REE contents of the biogenic apatite of the femur (Figures 2A, 3A) and the tibia (Figures 2B, 3B) are enriched in the outer parts, indicating that both bones are affected to an unknown degree by a secondary incorporation of REE during diagenesis. A study by Eagle et al. (2011, Supplementary Data), based on clumped isotope measurements of six teeth and three bone specimens of Camarasaurus sp. from the CLDQ concluded that all material from this site is altered as it has experienced heating during burial, which is in accordance with the local tectonic and diagenetic history of this region. However, the oxygen isotope compositions of the femur (Figure 2A) and the tibia (Figure 3) measured along the bone profile are not flat but show variations.

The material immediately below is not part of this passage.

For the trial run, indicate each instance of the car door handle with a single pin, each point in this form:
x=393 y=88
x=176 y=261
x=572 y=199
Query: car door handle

Therefore, the geochemical composition of the CLDQ fossil bones was not totally homogenized but was gradually altered toward the interior. All the oxygen isotope values may have been lowered from their original values. Accordingly, the in vivo δ¹⁸O_p values may no longer be recorded and the small number of cycles, defined by the variations in relative changes in δ¹⁸O_p values compared to the age estimated for the specimens, may indeed simply represent the cycles of diagenetic alteration. In any case, a larger number of analyses on a higher sampling density would be required to confirm the cyclicity in ^δ 18O_p values.

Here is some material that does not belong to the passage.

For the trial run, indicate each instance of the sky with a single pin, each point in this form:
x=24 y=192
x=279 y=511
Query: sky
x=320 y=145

Fossil material of the CLDQ is commonly found to be enriched in heavy metals, such as Mo, As, U, Pb, Sr, Mg, Na, and Zn (Peterson et al., 2017). This enrichment may either be through a diagenetic process, or part of a bioaccumulation during the decomposition of numerous dinosaur carcasses (Peterson et al., 2017). The water of the depositional environment corresponds to a neutral pH with possible fluvial influence (Suarez M. B., 2004), and was a reducing environment, as suggested by the presence of metal oxides, sulfides and barite (Peterson et al., 2017). In our study, only Zn appears to show a signal with a pattern associated to the microstructure of bone tissues. In the tibia (Figure 2B) the zinc pattern reveals higher concentrations within zones and lower in annuli. In the femur (Figure 2A), zinc concentration is more homogenous, but the reworked bone tissue with Haversian channels is enriched in zinc. Higher zinc concentrations in zones and in Haversian bone can be associated to faster growing bone tissue and a faster reworking process. The measured zinc content of the tibia (minimum of 83 ppm; mean of 158 ppm, maximum of 232 ppm) is in the range of values measured for bones of recent archosaurs, i.e., between 100 and 250 ppm (Anné et al., 2014). However, the values obtained in our femur are below this range (minimum of 49 ppm; mean of 71 ppm, maximum of 91 ppm) and likely indicate a more pronounced diagenetic alteration. This difference between both samples could also be explained by the fact that the femur is fractured into several pieces, unlike the tibia.

The histological study of a large femur and a large tibia of probable two separate individuals of Allosaurus fragilis complements previous studies on smaller bones of this species. The tibia indicates for the first time that this species possesses an EFS attained at the approximate age of 22 years. The growth of the femur correspond to the “fast growth” strategy observed by Bybee et al. (2006) on the basis of a samples of femora. The new data, however, support a range of growth variation rather than two distinct growth strategies in A. fragilis. The histological observations combined with the oxygen isotope compositions reveal that the observed cyclic variations represent more a diagenetic process than a primordial biologic composition. Indeed bones have been altered and heated during burial and correspond to the history of the diagenetic processes of the CLDQ. However, the values of zinc, a potential biomarker associated to bone formation, is linked to the microstructure of bones and indicates potentially a biologic process.